The main characters, Mattie Simpkin and Flora Lee (known as the Flea) are veterans of the suffrage movement in Britain and have the battle scars to prove it. Mattie comes from a privileged background while the Flea always had to work to survive. It is now the late 1920s and the hard-charging Mattie is always looking for ways to improve the lives of women. The Flea does the same, but with a more self-aware touch.

Mattie encounters an old comrade from the suffrage days who after spending years in Australia has become a supporter of the nascent fascist movement. A brief visit with her inspires Mattie to begin an organization for teenage girls to encourage physical and educational activities on the nearby Hampstead Heath.

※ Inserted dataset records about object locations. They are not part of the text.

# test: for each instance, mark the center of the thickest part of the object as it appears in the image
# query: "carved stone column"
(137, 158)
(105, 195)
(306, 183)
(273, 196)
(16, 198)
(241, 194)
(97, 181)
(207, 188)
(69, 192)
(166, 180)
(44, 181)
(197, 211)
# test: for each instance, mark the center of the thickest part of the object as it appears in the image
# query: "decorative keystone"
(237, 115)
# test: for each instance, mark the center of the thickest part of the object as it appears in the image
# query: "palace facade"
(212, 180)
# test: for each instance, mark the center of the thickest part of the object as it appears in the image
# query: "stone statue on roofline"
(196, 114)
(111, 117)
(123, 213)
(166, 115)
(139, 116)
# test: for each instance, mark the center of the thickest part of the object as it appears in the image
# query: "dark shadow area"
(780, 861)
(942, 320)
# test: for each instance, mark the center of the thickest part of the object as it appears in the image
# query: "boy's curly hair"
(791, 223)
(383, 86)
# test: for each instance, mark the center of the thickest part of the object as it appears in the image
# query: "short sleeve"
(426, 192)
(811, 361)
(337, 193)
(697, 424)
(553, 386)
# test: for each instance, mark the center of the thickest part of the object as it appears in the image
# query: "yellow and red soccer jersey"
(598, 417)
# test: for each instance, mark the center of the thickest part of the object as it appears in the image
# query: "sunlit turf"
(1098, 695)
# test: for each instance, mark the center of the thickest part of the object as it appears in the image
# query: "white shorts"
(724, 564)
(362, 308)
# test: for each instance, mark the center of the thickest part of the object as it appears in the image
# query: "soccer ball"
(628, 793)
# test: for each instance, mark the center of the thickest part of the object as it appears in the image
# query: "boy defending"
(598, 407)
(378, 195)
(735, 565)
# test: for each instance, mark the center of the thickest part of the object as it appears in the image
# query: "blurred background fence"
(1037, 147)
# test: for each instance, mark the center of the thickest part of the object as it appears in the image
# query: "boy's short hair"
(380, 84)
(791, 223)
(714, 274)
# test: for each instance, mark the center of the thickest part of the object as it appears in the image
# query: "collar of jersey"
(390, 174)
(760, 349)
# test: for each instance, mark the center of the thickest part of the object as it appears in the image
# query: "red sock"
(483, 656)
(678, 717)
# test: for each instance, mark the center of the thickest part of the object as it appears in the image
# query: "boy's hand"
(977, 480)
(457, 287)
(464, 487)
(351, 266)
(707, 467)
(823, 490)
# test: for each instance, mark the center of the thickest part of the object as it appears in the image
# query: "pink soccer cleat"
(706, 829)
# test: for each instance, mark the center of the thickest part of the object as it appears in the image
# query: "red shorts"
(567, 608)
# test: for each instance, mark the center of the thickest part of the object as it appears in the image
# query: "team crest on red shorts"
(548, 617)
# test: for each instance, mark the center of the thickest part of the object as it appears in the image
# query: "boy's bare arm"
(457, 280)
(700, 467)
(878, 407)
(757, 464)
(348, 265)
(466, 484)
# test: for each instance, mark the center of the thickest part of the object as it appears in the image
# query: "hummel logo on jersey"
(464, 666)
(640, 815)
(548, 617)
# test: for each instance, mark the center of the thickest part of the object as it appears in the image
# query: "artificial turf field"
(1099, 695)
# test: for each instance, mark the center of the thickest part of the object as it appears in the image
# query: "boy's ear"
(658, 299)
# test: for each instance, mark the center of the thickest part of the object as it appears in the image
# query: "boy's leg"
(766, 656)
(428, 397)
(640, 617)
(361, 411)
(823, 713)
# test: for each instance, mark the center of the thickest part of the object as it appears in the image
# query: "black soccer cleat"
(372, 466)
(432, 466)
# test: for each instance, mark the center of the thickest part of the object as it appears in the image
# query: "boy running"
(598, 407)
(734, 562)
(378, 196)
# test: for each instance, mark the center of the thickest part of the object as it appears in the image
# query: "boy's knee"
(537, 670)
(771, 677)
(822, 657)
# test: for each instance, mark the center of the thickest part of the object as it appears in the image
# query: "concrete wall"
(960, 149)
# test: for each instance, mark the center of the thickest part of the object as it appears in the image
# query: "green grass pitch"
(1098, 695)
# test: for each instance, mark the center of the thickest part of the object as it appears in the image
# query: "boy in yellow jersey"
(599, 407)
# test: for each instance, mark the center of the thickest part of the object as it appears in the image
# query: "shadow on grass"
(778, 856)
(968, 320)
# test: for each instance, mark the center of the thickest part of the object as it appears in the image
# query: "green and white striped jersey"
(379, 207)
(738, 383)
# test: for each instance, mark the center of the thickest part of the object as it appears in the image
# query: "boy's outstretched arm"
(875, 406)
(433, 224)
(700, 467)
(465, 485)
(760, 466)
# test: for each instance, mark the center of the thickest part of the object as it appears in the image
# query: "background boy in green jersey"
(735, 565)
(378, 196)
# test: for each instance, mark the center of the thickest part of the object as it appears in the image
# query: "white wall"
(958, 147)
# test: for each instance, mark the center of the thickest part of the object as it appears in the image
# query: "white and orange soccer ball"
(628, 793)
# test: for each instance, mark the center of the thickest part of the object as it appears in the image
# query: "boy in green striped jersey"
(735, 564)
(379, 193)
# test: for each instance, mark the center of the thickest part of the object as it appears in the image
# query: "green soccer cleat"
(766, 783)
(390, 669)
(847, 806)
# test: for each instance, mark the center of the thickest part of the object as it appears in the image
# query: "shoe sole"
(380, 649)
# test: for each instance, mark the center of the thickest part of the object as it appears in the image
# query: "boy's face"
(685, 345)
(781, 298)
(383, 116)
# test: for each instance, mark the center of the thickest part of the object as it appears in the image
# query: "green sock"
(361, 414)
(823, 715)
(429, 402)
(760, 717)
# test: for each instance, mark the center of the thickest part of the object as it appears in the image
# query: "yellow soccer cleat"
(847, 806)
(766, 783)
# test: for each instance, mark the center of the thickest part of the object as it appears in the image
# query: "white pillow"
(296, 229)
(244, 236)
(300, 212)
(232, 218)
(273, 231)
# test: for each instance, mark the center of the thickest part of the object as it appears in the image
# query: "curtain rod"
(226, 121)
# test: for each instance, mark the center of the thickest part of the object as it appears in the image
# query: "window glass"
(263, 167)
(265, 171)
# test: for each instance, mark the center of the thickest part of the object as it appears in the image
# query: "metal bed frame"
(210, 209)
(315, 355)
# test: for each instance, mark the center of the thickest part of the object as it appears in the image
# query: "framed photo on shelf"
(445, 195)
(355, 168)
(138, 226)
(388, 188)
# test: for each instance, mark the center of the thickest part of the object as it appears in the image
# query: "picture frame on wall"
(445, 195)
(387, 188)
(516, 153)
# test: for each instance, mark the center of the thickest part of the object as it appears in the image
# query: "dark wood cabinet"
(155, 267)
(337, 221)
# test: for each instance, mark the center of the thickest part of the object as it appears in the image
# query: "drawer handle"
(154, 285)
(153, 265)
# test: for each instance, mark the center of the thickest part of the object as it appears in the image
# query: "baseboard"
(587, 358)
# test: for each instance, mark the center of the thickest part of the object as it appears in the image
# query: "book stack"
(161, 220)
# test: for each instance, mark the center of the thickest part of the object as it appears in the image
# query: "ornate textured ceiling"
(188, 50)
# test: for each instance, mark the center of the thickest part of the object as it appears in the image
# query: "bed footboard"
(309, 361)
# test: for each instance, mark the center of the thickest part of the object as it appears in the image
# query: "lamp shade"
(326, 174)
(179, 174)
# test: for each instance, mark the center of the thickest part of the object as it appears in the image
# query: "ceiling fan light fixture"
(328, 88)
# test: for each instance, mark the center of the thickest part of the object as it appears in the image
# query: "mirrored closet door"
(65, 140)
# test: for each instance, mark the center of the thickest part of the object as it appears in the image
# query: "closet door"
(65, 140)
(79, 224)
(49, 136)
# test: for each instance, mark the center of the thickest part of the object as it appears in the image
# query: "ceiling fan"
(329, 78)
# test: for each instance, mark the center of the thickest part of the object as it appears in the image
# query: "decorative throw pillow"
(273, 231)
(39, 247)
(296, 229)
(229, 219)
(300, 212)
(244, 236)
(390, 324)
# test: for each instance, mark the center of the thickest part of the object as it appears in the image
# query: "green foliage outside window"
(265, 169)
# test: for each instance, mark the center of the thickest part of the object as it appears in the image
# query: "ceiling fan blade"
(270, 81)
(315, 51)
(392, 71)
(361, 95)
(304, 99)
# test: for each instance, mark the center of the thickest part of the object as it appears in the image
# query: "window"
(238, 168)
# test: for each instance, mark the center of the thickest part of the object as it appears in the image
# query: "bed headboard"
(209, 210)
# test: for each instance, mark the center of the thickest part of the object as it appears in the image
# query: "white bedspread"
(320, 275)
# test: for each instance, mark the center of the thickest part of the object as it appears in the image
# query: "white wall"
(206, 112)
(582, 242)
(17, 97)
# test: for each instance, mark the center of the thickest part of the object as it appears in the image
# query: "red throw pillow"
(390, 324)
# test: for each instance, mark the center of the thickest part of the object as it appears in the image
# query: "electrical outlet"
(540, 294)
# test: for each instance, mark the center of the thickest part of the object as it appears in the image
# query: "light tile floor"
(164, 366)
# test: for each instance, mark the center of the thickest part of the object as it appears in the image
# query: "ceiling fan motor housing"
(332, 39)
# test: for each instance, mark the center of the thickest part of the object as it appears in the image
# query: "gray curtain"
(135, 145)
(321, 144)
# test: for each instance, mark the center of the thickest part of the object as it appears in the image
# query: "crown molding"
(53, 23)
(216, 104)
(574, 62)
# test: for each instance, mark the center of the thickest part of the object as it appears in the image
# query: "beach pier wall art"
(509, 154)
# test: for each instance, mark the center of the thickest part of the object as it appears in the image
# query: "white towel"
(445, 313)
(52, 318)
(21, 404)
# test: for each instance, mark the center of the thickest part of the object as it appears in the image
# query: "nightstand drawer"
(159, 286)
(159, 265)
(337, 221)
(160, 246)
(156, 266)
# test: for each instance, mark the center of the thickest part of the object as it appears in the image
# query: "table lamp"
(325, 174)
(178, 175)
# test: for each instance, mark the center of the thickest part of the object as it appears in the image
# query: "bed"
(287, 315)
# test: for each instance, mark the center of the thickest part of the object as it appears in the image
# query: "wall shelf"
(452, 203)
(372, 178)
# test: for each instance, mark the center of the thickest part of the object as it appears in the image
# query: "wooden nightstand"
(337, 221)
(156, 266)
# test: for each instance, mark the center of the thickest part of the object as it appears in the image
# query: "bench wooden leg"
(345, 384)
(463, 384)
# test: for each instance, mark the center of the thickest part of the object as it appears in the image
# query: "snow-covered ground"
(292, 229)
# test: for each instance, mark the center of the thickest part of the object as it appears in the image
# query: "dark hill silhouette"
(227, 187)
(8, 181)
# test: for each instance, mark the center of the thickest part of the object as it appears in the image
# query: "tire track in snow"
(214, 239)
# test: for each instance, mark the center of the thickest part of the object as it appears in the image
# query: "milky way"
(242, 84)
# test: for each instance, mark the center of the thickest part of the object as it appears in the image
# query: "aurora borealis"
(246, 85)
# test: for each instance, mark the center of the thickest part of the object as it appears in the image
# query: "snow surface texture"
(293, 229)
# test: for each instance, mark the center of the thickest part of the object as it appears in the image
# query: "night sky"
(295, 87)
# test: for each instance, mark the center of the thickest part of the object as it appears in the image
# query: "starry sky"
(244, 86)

It begins inauspiciously, but develops into a robust group. At the same time Jacqueline, her old comrade, has a rival one that has boys and girls and involves uniforms and marching.

Mattie loses her moral bearing in support of a member of the group, Inez. Upon meeting Inez, Mattie realizes her mother was a deceased suffragette she had known who had an affair with Mattie’s beloved brother who died in the war. In a rash moment Mattie gave Inez unfair help in a contest between the two groups. Her actions had disastrously bad results and punctures her self-assurance, ultimately with positive results.

Mattie is most appealing when she kindly manages an alcoholic suffragette when they were attending the funeral of Emmeline Pankhurst, promising her a bit more to drink if they just can walk a little further.

I liked the style of writing, characterized by episodes that are leave a bit of space between them. A fun, pleasing audiobook.

Lissa Evans, Old Baggage, Harper Perennial, 2019, 310 pages (I listened to the audiobook). Available in the public library.